Cette petite anecdote vaut bien une morale, vous vous en doutez… Pour apprécier les écosystèmes qui nous entourent, il faut les connaître. Et quand je dis «apprécier», je ne parle pas seulement en termes esthétiques – même si ça compte. Je parle aussi d’en comprendre le fonctionnement, la composition, les interactions qui relient chacune de leurs parties. Depuis que je suis aux Grivauds, avec l’aide de Fabrice, j’essaie de reconnaître un maximum de plantes, d’insectes et d’oiseaux. Soyons modestes : je ne sais précisément à quoi peut bien me servir une telle quantité d’informations mais, au moins, elles me permettent de voir mieux les choses. Il y a des plantes très discrètes mais qui ont des propriétés fabuleuses, comme l’odeur glaciale de la menthe Pouillot ou l’élégance rosée de la fleur de la Gesse de Nissole. Comment distinguer quoi que ce soit dans une prairie quand on désigne tout ce qui y pousse comme étant «de l’herbe» ? Quand ça n’est pas de la «mauvaise» herbe… Avec nos wwoofeurs et nos stagiaires, nous faisons beaucoup de botanique. Nous utilisons le matériau offert par la saison et on essaie de jouer à reconnaître et classer les plantes. Quelle famille ? Vivace, annuel, bisannuel ? Intérêt gustatif et/ou médicinal ? Cultivé ou spontané ? En désherbant des carottes avec Alice cette semaine, on s’amuse à citer le nom de chaque plante qu’on coupe. Alice reconnaît désormais plusieurs espèces d’amarantes et de chénopodes et distingue sans problème le Panic Pied de Coq (Echinochloa crus-galli) de la Digitaire et du blé. Que ce soit avec Cécile les semaines passées ou avec les wwoofeurs et stagiaires qui lui ont précédé, on n’a eu de cesse de décrire et expliquer le monde végétal qui nous entoure, nous nourrit, nous émerveille et (même) nous soigne. Avec le réchauffement climatique, notre écosystème est soumis à rude épreuve et on resterait à la surface des choses si on se contentait de considérations générales. Seule une connaissance fine des plantes permet de distinguer les dynamiques à l’œuvre : assèchement des sols, appauvrissement de la biodiversité, augmentation du parasitisme et des maladies qui y sont liées : bactérioses, viroses, etc. Mais aussi, et c’est très encourageant, de constater à quel point un écosystème peut s’enrichir quand on veut bien lui f**tre la paix !
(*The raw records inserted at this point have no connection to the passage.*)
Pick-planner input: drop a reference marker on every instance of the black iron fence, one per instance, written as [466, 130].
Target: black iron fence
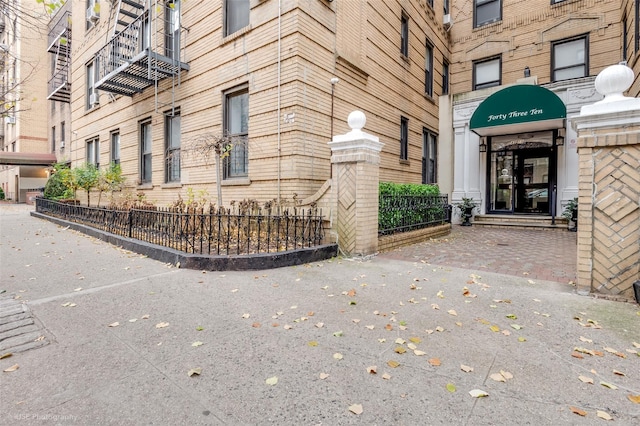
[402, 213]
[218, 231]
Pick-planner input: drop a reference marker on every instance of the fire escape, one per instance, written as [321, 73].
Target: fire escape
[59, 87]
[145, 46]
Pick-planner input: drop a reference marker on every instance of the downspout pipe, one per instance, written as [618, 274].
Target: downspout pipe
[279, 96]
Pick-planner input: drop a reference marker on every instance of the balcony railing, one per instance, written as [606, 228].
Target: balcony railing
[59, 88]
[127, 64]
[60, 34]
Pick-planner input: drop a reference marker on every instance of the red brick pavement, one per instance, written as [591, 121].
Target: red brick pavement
[542, 254]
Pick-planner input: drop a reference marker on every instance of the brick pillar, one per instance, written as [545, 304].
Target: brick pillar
[355, 159]
[609, 188]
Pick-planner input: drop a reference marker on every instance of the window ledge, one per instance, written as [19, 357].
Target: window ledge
[171, 185]
[237, 34]
[236, 182]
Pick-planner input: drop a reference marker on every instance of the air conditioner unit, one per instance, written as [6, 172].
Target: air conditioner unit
[92, 15]
[446, 20]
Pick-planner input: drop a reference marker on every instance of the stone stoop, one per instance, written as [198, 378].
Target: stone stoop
[520, 222]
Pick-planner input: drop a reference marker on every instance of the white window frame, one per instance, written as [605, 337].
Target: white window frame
[172, 136]
[482, 65]
[236, 129]
[486, 5]
[568, 70]
[93, 151]
[236, 15]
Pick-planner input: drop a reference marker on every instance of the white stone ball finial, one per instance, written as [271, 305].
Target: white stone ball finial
[356, 120]
[613, 81]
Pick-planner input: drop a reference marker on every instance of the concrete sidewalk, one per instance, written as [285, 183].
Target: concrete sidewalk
[124, 331]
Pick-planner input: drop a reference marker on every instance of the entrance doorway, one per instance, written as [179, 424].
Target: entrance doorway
[521, 174]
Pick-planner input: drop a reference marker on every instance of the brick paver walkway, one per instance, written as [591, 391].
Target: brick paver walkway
[541, 254]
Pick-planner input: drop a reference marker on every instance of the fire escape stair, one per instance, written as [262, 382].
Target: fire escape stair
[59, 86]
[128, 64]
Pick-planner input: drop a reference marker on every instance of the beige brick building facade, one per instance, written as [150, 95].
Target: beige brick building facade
[149, 80]
[24, 107]
[277, 68]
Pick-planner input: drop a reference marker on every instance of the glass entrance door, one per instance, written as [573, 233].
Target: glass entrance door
[532, 182]
[521, 173]
[502, 180]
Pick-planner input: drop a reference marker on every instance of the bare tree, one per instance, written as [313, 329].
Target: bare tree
[212, 148]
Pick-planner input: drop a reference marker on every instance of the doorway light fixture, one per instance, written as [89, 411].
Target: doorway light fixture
[483, 144]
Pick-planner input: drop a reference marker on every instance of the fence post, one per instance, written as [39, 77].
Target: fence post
[130, 223]
[355, 160]
[608, 146]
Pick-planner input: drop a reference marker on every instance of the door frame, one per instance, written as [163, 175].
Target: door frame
[516, 155]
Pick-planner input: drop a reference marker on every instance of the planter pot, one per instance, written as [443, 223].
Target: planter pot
[467, 214]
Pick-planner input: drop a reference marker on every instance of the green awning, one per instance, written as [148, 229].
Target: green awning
[519, 108]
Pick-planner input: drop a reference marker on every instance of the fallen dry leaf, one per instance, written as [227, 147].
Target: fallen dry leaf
[356, 409]
[193, 371]
[609, 385]
[578, 411]
[603, 415]
[478, 393]
[634, 398]
[271, 381]
[498, 377]
[585, 379]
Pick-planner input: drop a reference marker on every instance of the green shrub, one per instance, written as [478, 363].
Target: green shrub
[403, 204]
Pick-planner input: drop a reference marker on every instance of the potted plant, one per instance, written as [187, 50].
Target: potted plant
[466, 207]
[571, 213]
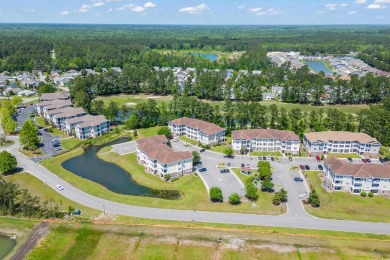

Le plaisir qu’on tire de ces études et de ces moments de partage nous aide à passer le cap de cette période quelque peu harassante, où les récoltes de haricots verts s’intensifient pile au moment où le mercure vient flirter avec les 40°C. On profite aussi réellement de l’effet d’ombre procuré par le blanchiment de nos serres. Certaines récoltes auraient même été impossibles sans cela (comme celles des poivrons et des tomates cerise à 11h30 passées vendredi matin). L’année dernière, on déplorait des pertes dans les tomates lors des coups de chaud : elles cuisaient sur pied. Cette année, ça n’arrive presque jamais. La semaine se termine sur deux fausses alertes. D’abord, notre belle station de pompage s’est mise à présenter des signes d’essoufflement. Rien de grave : la crépine était simplement envasée. Ensuite, le compresseur de notre chambre froide a cessé de fonctionner la nuit qui a précédé le marché. Là encore, rien d’important : il s’était mis en sécurité pendant le coup de chaud et un simple «reset» a remis les choses dans l’ordre. Avouez que c’est agaçant de voir des appareils neufs tomber en carafe au moment où en a le plus besoin…
À la semaine prochaine !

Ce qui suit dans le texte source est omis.